201. The overall reaction has overall order \(2\), and its balanced equation is
\[
A+B\rightarrow P
\]
Which conclusion is safest?
ⓐ. The reaction must be a bimolecular elementary step because the coefficient sum is \(2\)
ⓑ. The agreement alone does not establish an elementary step
ⓒ. The molecularity must be zero because the measured overall order is not a mechanism
ⓓ. The mechanism must contain exactly two steps because the overall order equals \(2\)
Correct Answer: The agreement alone does not establish an elementary step
Explanation: The overall order is \(2\), and the sum of the reactant coefficients is also \(2\). Numerical agreement is possible for an elementary bimolecular step. However, the same agreement can occur accidentally for a multistep mechanism whose experimental rate law is second order. Mechanism evidence is required before assigning molecularity to the overall equation. Neither the number of mechanism steps nor molecularity follows from order alone.

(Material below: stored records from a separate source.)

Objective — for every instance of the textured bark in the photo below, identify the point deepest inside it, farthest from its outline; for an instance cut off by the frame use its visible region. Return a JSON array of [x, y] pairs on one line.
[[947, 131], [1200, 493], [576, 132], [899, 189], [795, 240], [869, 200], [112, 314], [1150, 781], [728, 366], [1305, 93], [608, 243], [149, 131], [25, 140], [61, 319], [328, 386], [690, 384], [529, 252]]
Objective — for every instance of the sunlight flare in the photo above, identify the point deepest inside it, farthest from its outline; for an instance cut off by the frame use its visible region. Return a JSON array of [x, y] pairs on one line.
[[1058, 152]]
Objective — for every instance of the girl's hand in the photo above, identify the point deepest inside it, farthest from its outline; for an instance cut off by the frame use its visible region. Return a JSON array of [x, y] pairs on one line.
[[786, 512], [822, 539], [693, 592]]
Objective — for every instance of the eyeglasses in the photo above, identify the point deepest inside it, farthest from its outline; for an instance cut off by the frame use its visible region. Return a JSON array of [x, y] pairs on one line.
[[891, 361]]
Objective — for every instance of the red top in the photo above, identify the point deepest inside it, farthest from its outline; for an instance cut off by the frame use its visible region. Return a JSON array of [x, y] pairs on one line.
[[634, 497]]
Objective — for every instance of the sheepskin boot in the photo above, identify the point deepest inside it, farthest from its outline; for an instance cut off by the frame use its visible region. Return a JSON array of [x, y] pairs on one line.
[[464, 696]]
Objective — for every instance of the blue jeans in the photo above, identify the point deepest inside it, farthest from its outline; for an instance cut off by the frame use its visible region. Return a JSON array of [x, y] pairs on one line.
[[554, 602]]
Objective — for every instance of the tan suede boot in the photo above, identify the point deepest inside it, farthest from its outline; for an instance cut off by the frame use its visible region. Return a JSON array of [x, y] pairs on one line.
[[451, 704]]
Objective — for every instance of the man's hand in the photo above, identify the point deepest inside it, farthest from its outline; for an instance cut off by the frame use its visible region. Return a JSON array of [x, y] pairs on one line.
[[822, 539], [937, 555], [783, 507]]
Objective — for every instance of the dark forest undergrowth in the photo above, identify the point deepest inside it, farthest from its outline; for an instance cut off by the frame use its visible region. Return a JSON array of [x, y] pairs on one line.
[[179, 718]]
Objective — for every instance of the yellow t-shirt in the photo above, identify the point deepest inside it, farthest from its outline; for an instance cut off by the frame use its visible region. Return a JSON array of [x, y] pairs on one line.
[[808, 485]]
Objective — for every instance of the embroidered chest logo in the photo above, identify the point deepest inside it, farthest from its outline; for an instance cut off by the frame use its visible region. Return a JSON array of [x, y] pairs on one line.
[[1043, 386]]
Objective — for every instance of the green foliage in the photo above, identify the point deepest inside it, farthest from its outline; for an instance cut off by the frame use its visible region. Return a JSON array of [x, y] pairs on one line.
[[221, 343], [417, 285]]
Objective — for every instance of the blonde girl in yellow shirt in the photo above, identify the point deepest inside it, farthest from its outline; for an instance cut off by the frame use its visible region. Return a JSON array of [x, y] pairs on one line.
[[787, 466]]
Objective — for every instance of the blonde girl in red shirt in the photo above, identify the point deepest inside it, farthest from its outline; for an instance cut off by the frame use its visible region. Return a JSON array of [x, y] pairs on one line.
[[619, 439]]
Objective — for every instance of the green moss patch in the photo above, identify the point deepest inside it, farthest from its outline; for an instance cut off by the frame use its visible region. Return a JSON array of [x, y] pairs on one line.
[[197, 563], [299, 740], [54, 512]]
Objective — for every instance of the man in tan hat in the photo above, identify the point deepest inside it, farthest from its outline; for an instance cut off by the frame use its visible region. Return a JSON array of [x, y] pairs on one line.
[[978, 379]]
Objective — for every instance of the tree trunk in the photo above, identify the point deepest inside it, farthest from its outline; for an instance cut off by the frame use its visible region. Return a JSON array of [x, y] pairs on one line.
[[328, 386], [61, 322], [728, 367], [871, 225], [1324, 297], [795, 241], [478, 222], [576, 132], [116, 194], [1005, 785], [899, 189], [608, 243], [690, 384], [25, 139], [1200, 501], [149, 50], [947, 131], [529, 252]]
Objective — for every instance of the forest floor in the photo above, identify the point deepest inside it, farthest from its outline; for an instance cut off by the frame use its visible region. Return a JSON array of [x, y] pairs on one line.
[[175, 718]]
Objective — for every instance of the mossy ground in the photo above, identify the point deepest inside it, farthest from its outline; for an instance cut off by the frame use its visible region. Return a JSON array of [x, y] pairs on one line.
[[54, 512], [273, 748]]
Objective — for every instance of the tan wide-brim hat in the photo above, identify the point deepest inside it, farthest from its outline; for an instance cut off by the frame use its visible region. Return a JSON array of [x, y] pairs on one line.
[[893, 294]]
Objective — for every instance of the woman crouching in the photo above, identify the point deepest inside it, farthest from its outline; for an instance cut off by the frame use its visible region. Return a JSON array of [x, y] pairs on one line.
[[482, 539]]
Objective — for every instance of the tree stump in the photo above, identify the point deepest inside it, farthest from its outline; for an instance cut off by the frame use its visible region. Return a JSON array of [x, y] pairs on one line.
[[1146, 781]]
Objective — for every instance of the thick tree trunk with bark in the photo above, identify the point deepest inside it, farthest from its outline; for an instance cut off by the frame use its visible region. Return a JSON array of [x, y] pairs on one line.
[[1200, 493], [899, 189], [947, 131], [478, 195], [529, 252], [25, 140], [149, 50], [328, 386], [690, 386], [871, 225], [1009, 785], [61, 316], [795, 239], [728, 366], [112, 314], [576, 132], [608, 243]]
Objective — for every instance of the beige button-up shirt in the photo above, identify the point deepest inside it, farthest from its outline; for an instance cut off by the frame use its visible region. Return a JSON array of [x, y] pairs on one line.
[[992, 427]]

202. A complex reaction differs from an elementary reaction because a complex reaction:
ⓐ. must involve only one reactant
ⓑ. always has fractional molecularity
ⓒ. cannot possess an experimentally measurable rate
ⓓ. proceeds through two or more elementary steps
Correct Answer: proceeds through two or more elementary steps
Explanation: An elementary reaction occurs through one molecular event and is represented by one elementary step. A complex reaction proceeds through a sequence of elementary steps called a reaction mechanism. Species may be formed in one step and consumed in a later step during this sequence. The overall balanced equation is obtained by adding the elementary steps and cancelling species that do not remain in the net reaction. Complexity refers to the number of kinetic steps, not to whether the rate can be measured.
203. A mechanism contains the steps:
\[
A+X\rightarrow AX
\]
\[
AX+B\rightarrow P+X
\]
Which description of \(X\) is most suitable?

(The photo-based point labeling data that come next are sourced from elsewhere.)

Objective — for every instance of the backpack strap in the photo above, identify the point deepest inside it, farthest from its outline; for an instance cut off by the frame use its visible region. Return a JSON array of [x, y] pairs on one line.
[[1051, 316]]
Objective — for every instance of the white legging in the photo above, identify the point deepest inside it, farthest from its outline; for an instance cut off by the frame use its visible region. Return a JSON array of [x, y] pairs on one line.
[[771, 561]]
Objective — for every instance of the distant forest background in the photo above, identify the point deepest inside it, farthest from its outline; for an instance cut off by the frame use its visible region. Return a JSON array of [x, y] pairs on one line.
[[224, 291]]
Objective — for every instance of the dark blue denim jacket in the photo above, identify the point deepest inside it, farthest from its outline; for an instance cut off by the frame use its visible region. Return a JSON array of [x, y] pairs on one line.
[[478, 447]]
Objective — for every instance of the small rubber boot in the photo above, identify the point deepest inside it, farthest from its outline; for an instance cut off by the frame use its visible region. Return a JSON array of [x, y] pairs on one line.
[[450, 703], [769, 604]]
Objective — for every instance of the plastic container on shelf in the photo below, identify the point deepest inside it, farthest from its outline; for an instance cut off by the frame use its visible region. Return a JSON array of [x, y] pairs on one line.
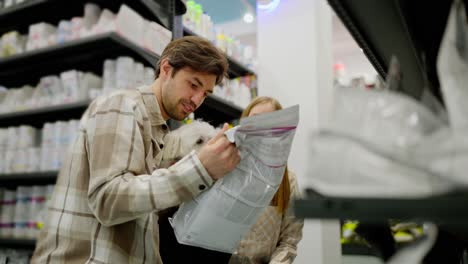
[[22, 208], [36, 214], [7, 214]]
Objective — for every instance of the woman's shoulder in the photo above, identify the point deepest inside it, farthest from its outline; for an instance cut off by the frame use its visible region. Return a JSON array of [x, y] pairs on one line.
[[293, 183]]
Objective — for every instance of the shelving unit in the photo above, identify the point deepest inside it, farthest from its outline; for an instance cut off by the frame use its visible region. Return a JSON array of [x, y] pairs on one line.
[[19, 17], [87, 54], [448, 209], [236, 68], [37, 117], [28, 178]]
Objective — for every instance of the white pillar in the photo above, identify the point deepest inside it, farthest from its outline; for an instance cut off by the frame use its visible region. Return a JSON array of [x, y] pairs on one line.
[[295, 66]]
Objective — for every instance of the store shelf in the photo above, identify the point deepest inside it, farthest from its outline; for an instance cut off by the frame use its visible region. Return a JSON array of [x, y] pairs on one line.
[[236, 69], [17, 243], [450, 209], [86, 54], [28, 178], [19, 17], [37, 117]]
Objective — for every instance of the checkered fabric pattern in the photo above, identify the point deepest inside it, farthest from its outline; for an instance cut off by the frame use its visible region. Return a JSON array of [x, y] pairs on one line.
[[105, 203]]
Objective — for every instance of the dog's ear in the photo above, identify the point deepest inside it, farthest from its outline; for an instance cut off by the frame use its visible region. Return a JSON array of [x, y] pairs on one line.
[[200, 141]]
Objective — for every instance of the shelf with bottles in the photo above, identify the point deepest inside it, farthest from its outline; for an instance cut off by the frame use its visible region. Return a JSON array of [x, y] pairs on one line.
[[240, 56], [19, 16], [23, 210], [84, 54], [9, 180], [31, 152], [236, 68]]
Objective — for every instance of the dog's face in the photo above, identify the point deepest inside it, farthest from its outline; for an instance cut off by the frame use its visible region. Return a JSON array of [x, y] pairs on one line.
[[182, 141]]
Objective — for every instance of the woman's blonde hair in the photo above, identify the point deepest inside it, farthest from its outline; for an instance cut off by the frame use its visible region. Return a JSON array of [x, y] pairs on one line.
[[281, 198]]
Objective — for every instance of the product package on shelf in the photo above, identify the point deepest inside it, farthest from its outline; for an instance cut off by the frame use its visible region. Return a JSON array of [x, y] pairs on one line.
[[196, 20], [40, 35], [12, 43], [23, 210], [127, 23], [218, 218]]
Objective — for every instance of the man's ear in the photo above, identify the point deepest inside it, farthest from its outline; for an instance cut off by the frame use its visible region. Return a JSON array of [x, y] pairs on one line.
[[165, 68]]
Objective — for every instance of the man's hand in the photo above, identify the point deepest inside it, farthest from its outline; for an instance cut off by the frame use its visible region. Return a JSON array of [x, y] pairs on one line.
[[219, 156]]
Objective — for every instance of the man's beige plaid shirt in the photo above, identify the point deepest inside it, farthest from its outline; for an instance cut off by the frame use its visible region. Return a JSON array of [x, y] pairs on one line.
[[109, 190]]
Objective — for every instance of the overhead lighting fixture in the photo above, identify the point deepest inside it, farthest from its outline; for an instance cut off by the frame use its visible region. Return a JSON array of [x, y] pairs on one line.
[[248, 18], [268, 5]]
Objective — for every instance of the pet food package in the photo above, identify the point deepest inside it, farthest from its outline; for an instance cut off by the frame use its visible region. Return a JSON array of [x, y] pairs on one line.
[[219, 218]]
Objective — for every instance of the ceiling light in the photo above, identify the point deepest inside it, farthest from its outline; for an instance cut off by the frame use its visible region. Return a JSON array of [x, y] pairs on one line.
[[248, 18]]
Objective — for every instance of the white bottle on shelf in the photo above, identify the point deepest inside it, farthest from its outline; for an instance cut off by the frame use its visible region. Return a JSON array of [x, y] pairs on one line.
[[7, 213], [22, 208]]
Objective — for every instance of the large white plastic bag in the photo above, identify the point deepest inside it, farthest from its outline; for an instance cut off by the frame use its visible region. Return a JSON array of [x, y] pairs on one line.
[[342, 166], [452, 67], [218, 218], [386, 119]]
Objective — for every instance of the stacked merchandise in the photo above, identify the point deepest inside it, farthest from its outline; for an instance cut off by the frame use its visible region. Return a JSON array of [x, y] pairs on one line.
[[23, 211], [24, 152], [95, 21], [75, 86], [196, 20]]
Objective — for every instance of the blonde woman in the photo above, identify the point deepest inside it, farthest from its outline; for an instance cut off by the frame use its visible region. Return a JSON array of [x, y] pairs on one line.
[[274, 237]]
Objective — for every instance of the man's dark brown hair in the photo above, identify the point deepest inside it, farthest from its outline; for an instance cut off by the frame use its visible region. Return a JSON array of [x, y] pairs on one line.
[[196, 53]]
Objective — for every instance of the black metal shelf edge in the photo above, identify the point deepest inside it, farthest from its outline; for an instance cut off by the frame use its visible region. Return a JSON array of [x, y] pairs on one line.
[[19, 17], [236, 69], [444, 209], [82, 42], [15, 243], [86, 54], [19, 7], [43, 110]]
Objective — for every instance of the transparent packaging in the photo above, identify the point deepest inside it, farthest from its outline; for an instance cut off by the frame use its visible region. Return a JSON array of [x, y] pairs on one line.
[[218, 218]]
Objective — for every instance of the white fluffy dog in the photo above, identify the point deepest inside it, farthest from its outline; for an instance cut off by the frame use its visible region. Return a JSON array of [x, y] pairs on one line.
[[180, 142]]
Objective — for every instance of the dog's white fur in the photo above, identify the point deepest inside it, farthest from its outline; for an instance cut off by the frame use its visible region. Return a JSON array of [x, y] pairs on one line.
[[180, 142]]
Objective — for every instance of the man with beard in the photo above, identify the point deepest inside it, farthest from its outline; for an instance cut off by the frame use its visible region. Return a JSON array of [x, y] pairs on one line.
[[109, 191]]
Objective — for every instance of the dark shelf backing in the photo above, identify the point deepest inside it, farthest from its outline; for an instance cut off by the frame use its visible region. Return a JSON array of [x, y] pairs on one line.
[[13, 180], [86, 54], [451, 209], [236, 69], [19, 17], [37, 117]]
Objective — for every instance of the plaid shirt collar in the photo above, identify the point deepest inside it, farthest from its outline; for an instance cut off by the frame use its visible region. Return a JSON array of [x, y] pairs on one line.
[[152, 105]]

ⓐ. \(X\) is an intermediate because it is formed before it is consumed
ⓑ. \(X\) is a catalyst because it is consumed and later regenerated
ⓒ. \(X\) is a product because it appears on the right of the second step
ⓓ. \(X\) is a reactant consumed in the overall equation
Correct Answer: \(X\) is a catalyst because it is consumed and later regenerated
Explanation: Species \(X\) is used as a reactant in the first step. It is regenerated as a product in the second step. When the two steps are added, \(X\) cancels and is absent from the overall equation. This consume-then-regenerate pattern is characteristic of a catalyst. By contrast, \(AX\) is formed in the first step and consumed in the second, making \(AX\) the intermediate.

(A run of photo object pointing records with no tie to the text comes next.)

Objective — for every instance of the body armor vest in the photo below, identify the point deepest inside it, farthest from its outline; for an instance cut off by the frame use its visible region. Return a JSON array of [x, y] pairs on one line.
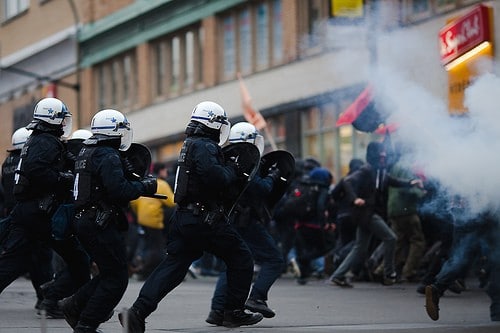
[[8, 169], [23, 186], [86, 190]]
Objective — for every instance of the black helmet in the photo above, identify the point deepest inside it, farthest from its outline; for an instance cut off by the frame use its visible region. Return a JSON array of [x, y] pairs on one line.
[[374, 151]]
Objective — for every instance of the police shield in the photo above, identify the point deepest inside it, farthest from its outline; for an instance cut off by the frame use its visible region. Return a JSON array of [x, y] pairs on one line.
[[138, 159], [245, 154], [74, 146], [285, 163]]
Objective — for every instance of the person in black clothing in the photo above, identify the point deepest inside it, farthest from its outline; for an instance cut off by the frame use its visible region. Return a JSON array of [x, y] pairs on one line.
[[311, 228], [101, 194], [200, 223], [366, 189], [345, 226], [250, 218], [41, 271], [42, 183]]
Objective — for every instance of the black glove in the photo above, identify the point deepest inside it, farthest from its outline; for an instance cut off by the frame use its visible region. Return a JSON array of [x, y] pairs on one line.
[[238, 170], [274, 173], [66, 178], [150, 184], [129, 168]]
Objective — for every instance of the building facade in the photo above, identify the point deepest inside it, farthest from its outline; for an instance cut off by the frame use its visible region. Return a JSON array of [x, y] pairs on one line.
[[303, 62]]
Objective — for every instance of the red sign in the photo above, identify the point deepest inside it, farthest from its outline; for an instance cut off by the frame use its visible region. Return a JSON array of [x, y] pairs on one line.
[[464, 33]]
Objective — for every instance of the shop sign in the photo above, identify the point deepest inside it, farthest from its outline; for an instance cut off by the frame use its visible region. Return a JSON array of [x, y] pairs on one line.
[[464, 33]]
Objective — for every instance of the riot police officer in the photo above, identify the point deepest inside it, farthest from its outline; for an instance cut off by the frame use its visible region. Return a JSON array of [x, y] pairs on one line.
[[200, 224], [250, 218], [41, 271], [101, 193], [41, 183]]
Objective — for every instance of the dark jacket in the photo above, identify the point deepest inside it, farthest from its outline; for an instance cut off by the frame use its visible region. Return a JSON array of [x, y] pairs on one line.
[[371, 185]]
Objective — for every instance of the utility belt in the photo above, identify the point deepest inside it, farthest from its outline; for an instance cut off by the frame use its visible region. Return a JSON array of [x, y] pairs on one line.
[[209, 215], [102, 214]]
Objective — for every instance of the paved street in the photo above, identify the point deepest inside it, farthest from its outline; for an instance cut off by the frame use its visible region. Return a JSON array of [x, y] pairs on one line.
[[315, 307]]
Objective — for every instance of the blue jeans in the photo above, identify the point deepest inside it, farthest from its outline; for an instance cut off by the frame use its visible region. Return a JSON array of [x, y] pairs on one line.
[[375, 227], [265, 253]]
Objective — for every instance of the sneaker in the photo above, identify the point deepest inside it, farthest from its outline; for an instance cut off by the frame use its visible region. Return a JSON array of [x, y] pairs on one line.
[[432, 302], [390, 279], [456, 287], [51, 309], [70, 311], [421, 289], [38, 305], [132, 321], [341, 282], [295, 268], [215, 317], [260, 306], [237, 318], [85, 329]]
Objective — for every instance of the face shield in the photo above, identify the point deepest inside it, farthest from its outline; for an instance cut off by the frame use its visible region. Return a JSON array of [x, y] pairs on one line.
[[259, 143], [224, 132], [127, 136], [67, 126]]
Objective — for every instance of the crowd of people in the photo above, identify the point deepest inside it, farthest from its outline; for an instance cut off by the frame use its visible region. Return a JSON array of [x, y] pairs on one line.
[[84, 202]]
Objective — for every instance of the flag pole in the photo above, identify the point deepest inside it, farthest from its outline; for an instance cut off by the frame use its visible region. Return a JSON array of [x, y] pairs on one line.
[[252, 115]]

204. Use the consecutive steps shown below.
\[
2A\rightarrow I
\]
\[
I+B\rightarrow 2P
\]
The overall reaction and the molecularity of the first step are:
ⓐ. \(2A+B\rightarrow2P\), unimolecular
ⓑ. \(A+B\rightarrow2P\), bimolecular
ⓒ. \(2A+B\rightarrow2P\), bimolecular
ⓓ. \(2A+I+B\rightarrow I+2P\), termolecular
Correct Answer: \(2A+B\rightarrow2P\), bimolecular
Explanation: \( \textbf{Add the elementary steps:} \)
\[
2A+I+B\rightarrow I+2P
\]
\( \textbf{Cancel the intermediate }I\textbf{:} \)
\[
2A+\cancel{I}+B\rightarrow\cancel{I}+2P
\]
\( \textbf{Net equation:} \)
\[
2A+B\rightarrow2P
\]
\( \textbf{First-step particle count:} \) The first elementary event involves two particles of \(A\).
\[
\text{Molecularity}=2
\]
The first step is therefore bimolecular, even though only one chemical formula appears on its reactant side.
205. A proposed mechanism is:
\[
A+B\rightleftharpoons I \qquad \text{fast}
\]
\[
I+C\rightarrow P \qquad \text{slow}
\]
Writing \(r=k[I][C]\) as the final experimentally usable rate law is incomplete because:
ⓐ. The rate law of a slow step can never contain the concentration of an intermediate
ⓑ. Intermediate \(I\) must be eliminated using a relation involving measurable species
ⓒ. \(C\) is an overall product and must therefore be removed from every kinetic expression
ⓓ. The slow step should be ignored and the fast step alone should be used as the final rate law
Correct Answer: Intermediate \(I\) must be eliminated using a relation involving measurable species
Explanation: The slow elementary step directly suggests the expression \(r=k[I][C]\). However, \(I\) is an intermediate rather than an ordinary initial reactant whose concentration is usually controlled and measured directly. A final experimental rate law should normally be expressed using stable reactants or other measurable quantities. An additional valid relationship would therefore be needed to eliminate \([I]\). Without that substitution, the expression is only the rate law of the elementary slow step, not yet a complete experimentally useful overall law.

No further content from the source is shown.